Bu kadar büyük bir bölgeyi etkileyen ve birbirini tetikleyerek devam eden depremler sonucunda önümüzdeki günlerde halen 5’in üzerindeki büyüklüklerde artçı sarsıntılar yaşayabiliriz.
Bu büyüklükteki artçı sarsıntılar ve halihazırda devam eden sarsıntıları dikkate aldığımızda, vatandaşlarımızın hasarlı binalardan uzak durmaları son derece önem taşıyor.
'DEPREMİN TETİKLEDİĞİ İKİNCİL AFETLER VAR'
Deprem bölgelerinde ağır hasarlı binalardan eşya alımının yasaklandığını hatırlatan Tatar, sözlerini şöyle sürdürdü;
Vatandaşlarımızın bu kurala harfiyen uyması gerekiyor. Her an bölgede meydana gelebilecek artçı sarsıntılarla şu anda ayakta olan binalar da yıkılma riskiyle karşı karşıya kalabilir.

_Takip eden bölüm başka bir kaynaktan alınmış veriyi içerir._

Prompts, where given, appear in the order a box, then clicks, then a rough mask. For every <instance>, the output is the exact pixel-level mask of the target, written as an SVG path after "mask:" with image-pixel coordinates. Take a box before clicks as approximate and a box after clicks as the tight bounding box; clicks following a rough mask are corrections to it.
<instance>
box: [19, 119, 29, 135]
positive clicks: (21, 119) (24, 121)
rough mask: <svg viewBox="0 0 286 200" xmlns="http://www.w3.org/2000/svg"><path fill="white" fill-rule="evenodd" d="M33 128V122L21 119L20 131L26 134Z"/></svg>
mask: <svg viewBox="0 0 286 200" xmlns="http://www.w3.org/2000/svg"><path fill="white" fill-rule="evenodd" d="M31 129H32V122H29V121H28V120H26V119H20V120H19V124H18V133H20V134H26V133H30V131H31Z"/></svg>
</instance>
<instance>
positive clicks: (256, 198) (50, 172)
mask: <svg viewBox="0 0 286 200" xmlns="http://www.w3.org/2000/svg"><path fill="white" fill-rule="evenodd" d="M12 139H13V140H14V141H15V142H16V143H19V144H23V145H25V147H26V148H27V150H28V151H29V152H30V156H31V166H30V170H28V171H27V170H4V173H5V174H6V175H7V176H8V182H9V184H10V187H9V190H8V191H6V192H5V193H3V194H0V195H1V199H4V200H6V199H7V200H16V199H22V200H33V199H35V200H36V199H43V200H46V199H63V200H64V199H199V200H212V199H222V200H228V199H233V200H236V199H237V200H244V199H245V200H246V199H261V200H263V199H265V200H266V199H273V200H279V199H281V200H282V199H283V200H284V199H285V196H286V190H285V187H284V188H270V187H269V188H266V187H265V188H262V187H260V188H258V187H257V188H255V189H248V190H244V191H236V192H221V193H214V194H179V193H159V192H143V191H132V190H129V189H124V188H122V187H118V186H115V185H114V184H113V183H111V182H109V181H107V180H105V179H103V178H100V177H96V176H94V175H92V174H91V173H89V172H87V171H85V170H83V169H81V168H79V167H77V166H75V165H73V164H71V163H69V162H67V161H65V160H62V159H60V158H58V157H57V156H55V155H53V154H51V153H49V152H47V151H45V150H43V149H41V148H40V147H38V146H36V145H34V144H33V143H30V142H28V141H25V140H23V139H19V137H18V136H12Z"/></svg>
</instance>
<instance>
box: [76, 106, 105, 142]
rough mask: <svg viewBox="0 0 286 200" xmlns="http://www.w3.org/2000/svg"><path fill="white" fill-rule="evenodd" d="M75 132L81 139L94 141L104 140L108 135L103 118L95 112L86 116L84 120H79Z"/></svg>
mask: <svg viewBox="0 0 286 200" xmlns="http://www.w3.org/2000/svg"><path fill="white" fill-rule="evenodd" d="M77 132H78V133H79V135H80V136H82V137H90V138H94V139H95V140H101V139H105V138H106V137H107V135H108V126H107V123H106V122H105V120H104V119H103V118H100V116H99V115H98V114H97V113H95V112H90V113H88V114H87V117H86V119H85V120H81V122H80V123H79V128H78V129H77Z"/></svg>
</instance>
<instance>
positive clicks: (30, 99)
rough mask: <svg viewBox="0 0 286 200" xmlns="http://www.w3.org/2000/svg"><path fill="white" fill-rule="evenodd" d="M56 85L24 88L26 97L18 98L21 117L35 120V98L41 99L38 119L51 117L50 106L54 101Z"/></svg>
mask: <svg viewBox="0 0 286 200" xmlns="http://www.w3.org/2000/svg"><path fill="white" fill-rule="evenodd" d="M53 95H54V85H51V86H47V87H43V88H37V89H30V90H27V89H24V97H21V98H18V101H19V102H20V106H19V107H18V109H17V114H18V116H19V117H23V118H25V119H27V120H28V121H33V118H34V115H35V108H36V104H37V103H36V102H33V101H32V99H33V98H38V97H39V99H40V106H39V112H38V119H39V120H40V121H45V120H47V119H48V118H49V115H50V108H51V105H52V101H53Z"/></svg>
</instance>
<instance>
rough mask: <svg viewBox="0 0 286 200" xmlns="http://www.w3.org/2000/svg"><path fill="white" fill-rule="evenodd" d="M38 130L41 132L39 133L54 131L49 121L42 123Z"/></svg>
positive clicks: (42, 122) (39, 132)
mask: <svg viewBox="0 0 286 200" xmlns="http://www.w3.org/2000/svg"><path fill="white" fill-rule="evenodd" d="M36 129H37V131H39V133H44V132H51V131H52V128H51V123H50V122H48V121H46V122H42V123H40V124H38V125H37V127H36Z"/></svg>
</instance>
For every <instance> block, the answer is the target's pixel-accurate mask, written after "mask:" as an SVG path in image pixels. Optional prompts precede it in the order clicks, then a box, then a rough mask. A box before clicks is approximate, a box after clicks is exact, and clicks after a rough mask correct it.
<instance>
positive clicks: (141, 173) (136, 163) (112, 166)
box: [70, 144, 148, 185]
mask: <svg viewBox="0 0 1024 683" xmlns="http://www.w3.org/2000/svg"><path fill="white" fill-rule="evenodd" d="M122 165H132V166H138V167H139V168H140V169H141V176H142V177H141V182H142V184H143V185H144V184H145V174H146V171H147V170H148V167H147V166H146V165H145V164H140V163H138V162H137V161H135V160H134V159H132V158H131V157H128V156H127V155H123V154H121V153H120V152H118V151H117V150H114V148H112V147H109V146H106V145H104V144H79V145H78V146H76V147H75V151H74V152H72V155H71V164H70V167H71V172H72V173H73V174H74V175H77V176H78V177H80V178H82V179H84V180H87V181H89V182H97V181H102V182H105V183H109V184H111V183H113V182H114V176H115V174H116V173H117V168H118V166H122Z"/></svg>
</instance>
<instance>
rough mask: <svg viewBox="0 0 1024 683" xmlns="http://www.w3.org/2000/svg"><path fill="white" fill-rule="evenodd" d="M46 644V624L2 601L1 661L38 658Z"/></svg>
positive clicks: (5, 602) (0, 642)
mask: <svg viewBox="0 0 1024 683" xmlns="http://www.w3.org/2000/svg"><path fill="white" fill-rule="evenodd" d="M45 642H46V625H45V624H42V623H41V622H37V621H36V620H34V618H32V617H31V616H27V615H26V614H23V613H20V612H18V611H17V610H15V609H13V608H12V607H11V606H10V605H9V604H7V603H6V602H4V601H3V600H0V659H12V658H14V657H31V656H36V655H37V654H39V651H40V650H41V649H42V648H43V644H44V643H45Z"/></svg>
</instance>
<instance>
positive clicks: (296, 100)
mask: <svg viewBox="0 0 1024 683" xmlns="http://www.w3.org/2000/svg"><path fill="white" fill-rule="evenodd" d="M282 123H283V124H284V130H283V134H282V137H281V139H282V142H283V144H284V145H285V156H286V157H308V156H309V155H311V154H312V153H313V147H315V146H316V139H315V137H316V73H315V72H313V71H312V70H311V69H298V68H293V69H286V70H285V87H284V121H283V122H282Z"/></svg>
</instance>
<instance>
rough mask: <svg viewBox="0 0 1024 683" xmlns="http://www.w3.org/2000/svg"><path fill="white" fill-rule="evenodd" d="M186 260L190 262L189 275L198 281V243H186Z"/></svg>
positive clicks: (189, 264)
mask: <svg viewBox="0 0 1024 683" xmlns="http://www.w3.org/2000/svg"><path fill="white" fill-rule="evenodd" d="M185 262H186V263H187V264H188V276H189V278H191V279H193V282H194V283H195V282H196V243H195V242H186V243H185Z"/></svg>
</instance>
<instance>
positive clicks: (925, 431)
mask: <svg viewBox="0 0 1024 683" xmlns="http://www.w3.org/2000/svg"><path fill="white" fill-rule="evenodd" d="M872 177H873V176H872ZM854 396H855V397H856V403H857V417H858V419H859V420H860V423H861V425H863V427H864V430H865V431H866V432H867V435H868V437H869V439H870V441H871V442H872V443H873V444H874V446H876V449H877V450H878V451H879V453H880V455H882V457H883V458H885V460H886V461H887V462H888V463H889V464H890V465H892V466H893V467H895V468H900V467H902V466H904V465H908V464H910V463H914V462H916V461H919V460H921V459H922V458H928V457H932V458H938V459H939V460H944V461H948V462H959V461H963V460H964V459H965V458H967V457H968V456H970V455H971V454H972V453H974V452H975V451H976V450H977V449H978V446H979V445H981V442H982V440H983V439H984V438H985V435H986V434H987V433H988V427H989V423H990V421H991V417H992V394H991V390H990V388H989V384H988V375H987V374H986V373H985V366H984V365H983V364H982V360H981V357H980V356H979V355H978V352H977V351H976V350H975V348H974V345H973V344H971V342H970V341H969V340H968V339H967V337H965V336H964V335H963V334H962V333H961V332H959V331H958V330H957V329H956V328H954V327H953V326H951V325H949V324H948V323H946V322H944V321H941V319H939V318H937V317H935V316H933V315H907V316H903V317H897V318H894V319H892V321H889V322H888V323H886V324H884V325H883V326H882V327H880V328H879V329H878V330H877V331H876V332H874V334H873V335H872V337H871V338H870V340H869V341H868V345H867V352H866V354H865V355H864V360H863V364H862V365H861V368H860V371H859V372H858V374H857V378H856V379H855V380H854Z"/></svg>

Depremlerin merkez üssüne yakın illerin değişik ilçelerinde de birtakım hasarların olduğunu görüyoruz. Niğde’nin değişik ilçelerinde, Sivas’ın Gürün ilçesinde, Kayseri’nin depremin merkez üssüne yakın ilçelerinde hasarlı binalar olduğu yönünde bilgiler var.
Bu yerleşim alanlarında hasar tespit çalışmaları devam ediyor. Hasar tespit çalışması tamamlanan Sivas’ın Gürün ilçesi de genel hayata etkili afet bölgesi olarak değerlendirilmiş durumda. Depremin tetiklediği bir takım ikincil afetler de var.
Bölgede şu anda en önemli risklerden biri de devam eden artçı sarsıntılar sonrasında karşımıza çıkabilecek kaya düşmesi riski. AFAD’ın teknik elemanları bölgenin değişik kesimlerinde bu anlamda araştırmalarını sürdürüyor.
Bölgede değişik kesimlerde özellikle kaya düşmesi riski altında bulunan yerleşim alanları var ve buralar tespit edildikçe vatandaşlarımız buralardan tahliye ediliyor.
'TEKNİK RAPORLA BİNALARIN DURUMU NETLEŞECEK'
Tatar, deprem bölgesinde inşaatı tamamlanmamış binalarla ilgili, “Çevre, Şehircilik ve İklim Değişikliği Bakanlığı’nın yetkilendirildiği kurum ve kuruluşlar tarafından hazırlanacak bir teknik rapor neticesinde bu tür binaların durumu netleşecek. Devam mı edilecek, yoksa farklı bir karar mı alınacak, genelgeyle tanımlanmış durumda. Binanın taşıyıcı sistemi, temel durumu, zemin durumu, yapıyı etkileyecek kitle hareketleri, sıvılaşma, yüzey faylanması gibi hususlar bu teknik elemanlarca değerlendirilecek ve oluşturulacak teknik raporda bunlar dikkate alınarak binanın durumuna karar verilecektir” ifadelerini kullandı.